А есть ли у вас какие-то предложения для обустройства городской среды, для Москвы например? Какой вы нашли столицу, когда вернулись?
Я вижу проблемы Москвы – точечную застройку, бесконечную перекладку плитки, но вижу и то, как она похорошела. Первое, что я мог бы предложить как дизайнер-транспортник касается троллейбусов. Я часто наблюдаю, как днем неповоротливые ЗИУвские динозавры перевозят одну-две старушки, занимая половину проезжей части. А можно было бы сделать такой компактный кубик, вдвое меньше размером, но пустить его чаще. Вообще, я считаю, что электрического транспорта в городе должно быть больше.
Еще у нас, на территории МИСиСа, есть 10 га земли – между Ленинским проспектом и Парком Горького. Их можно было бы превратить в креативный сад, соединив экологическую и технологические составляющие. Создать ландшафт по образцу японских садов – в этом нас может поддержать сообщество японских высокотехнологичных компаний, разместить в нем шоу-румы инновационной продукции и лаборатории. Парк Горького нас в этом поддерживает, но нужна и поддержка города. И есть идея создания вертикальной парковки, которая разгрузила бы двор МИСиСа, вечно забитый машинами.
Вы не жалеете о том, что оставили успешную карьеру дизайнера за границей? Столкновение с российскими реалиями не разочаровало вас?
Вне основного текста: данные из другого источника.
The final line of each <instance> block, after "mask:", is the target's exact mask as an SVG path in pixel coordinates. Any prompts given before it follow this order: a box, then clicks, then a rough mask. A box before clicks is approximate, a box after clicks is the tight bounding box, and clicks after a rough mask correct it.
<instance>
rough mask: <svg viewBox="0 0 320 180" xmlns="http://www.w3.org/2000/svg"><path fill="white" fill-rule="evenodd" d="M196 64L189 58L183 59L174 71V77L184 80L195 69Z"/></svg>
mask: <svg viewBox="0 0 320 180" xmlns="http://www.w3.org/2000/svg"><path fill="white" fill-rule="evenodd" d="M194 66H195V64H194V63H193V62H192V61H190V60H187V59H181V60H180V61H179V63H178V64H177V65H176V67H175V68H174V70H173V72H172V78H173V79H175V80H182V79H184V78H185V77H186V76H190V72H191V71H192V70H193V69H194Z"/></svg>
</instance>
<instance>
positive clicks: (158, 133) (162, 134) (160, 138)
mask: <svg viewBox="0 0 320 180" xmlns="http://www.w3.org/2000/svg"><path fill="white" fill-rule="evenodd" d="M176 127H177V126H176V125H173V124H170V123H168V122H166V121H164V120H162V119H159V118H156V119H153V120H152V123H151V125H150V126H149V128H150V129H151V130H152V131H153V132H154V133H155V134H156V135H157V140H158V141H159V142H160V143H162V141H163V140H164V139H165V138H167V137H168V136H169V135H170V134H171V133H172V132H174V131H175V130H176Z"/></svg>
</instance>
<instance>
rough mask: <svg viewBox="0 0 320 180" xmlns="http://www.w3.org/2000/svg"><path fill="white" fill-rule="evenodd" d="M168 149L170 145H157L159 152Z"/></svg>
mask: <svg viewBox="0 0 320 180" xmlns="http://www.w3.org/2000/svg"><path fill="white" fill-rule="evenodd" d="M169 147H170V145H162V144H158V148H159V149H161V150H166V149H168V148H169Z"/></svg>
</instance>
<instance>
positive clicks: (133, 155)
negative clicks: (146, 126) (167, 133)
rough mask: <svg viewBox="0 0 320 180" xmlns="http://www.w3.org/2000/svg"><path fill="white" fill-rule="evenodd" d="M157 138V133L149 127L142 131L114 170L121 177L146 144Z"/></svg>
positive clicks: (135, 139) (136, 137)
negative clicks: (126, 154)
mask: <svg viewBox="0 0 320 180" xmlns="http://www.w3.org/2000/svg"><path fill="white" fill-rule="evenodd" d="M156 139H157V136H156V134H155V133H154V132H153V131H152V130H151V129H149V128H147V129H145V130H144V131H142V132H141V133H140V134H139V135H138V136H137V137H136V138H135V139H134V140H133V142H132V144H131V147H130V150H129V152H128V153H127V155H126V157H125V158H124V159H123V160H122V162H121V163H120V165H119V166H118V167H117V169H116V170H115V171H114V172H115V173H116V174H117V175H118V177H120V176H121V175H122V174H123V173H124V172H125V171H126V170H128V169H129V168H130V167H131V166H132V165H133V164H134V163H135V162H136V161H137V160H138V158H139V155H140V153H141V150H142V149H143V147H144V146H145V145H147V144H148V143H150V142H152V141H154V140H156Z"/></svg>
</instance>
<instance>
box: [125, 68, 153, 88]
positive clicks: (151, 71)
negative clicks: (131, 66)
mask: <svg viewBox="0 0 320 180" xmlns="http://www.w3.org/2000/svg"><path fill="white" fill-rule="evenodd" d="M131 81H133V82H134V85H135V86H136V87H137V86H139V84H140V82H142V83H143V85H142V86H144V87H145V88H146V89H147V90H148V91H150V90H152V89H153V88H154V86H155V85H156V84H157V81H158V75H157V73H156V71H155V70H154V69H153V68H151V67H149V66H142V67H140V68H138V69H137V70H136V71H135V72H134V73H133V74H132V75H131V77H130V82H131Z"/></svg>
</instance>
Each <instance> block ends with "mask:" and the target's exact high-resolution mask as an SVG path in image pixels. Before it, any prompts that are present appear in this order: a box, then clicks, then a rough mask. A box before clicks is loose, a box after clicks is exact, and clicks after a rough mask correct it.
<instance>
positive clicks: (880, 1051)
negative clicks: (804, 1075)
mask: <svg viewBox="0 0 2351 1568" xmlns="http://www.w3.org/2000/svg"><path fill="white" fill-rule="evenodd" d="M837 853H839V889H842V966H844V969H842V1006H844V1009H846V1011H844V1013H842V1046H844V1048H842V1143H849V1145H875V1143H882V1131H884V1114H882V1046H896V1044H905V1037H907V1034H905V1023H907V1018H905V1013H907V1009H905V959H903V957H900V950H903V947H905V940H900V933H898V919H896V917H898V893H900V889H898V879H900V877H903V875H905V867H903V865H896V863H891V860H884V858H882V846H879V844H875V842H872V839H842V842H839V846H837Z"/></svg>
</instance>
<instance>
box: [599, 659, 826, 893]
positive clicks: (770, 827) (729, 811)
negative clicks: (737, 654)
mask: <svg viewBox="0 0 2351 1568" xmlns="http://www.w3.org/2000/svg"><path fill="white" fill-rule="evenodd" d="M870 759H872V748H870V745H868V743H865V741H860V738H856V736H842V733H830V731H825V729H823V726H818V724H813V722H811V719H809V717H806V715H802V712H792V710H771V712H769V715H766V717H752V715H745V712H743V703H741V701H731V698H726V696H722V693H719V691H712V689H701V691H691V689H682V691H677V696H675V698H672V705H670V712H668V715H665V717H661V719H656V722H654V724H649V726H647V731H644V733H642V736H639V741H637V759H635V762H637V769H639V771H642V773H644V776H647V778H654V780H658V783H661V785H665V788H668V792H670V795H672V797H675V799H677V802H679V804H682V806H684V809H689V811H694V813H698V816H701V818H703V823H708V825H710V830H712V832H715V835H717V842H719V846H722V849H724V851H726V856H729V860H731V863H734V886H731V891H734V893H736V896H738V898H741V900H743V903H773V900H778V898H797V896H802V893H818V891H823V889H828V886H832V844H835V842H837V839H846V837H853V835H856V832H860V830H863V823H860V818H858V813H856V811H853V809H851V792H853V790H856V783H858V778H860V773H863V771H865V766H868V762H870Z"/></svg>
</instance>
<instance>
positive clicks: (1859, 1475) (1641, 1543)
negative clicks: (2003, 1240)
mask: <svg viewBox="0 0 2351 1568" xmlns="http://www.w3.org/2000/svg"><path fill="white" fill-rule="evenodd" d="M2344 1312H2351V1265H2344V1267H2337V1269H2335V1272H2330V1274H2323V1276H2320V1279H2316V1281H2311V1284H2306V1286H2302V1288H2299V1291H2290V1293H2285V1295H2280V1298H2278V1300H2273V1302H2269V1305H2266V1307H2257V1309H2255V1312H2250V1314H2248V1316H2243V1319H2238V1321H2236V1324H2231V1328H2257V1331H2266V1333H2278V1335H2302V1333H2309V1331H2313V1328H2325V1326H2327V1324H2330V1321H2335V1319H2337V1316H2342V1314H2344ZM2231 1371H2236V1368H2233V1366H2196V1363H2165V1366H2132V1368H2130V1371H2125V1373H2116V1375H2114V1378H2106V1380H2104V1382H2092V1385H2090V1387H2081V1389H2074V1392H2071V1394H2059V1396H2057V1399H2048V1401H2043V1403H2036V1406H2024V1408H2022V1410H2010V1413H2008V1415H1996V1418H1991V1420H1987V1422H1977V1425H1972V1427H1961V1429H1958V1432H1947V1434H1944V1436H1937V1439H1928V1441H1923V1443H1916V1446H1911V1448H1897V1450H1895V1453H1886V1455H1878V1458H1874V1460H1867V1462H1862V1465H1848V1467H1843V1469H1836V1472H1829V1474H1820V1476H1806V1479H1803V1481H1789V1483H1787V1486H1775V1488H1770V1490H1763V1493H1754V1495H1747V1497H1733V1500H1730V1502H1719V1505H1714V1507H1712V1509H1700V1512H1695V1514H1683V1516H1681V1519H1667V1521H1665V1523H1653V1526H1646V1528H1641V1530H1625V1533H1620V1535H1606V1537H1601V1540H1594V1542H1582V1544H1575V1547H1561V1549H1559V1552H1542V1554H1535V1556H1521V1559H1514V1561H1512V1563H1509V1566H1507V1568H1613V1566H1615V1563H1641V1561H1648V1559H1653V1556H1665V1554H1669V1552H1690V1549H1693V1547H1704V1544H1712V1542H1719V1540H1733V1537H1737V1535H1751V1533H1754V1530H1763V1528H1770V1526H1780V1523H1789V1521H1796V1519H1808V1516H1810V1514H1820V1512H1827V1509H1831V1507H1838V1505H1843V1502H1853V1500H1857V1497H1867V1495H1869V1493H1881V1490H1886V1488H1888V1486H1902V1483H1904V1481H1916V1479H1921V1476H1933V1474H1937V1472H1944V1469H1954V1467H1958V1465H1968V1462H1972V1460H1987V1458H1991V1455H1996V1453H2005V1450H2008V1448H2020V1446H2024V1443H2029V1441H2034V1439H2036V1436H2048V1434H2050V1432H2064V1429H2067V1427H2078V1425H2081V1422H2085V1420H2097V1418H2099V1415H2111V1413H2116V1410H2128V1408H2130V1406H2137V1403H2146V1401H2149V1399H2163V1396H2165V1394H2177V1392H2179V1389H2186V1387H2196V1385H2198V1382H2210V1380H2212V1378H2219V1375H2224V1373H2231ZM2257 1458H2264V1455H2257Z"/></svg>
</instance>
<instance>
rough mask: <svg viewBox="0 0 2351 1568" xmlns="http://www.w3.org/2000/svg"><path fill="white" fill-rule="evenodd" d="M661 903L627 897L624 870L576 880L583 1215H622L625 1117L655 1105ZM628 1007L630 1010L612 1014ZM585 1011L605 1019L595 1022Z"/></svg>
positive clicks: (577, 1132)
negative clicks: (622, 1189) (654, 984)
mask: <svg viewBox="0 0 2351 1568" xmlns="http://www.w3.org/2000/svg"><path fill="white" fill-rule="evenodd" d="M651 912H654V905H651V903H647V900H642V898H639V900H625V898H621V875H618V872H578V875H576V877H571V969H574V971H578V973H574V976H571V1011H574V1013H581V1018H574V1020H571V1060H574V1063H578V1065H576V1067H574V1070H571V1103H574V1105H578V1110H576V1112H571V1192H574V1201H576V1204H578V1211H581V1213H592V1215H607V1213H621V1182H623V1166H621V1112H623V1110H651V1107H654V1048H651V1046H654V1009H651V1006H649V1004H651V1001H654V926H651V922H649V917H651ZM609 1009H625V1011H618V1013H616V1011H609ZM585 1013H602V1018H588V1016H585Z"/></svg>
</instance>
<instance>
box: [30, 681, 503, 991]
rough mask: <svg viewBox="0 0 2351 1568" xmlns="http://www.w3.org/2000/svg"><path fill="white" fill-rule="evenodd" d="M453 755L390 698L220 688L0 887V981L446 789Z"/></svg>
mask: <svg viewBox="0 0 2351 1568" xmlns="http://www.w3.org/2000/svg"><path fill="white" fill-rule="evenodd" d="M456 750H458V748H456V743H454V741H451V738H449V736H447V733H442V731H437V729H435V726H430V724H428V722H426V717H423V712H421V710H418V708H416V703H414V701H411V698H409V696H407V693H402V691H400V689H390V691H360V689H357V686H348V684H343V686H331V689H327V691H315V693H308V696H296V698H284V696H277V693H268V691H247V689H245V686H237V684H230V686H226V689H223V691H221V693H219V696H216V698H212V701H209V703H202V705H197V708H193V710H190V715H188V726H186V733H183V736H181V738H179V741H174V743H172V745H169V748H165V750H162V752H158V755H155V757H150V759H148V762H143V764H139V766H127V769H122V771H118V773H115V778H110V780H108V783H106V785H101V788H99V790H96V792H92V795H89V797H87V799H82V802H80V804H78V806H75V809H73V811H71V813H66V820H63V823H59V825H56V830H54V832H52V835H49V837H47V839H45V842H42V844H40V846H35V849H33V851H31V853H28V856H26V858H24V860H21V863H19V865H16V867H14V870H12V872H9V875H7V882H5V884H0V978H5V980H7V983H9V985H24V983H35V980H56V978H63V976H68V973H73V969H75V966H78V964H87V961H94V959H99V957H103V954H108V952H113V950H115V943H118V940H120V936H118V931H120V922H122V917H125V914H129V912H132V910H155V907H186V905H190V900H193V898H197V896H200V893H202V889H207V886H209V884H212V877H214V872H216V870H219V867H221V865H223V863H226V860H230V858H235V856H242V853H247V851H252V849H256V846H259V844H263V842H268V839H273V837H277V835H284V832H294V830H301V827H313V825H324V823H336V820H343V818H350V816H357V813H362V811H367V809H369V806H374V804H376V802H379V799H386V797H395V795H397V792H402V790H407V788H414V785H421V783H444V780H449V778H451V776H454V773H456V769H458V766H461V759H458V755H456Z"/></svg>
Я вижу в России гораздо больше возможностей, чем на Западе, где многое уже сделано. Нам нужно вновь привести эту территорию с ее колоссальными богатствами к процветанию. И я приехал, чтобы возвратить наши отечественные компании к прибылям. Надо просто прекратить ныть, как все плохо, предлагать конкретные вещи и много работать.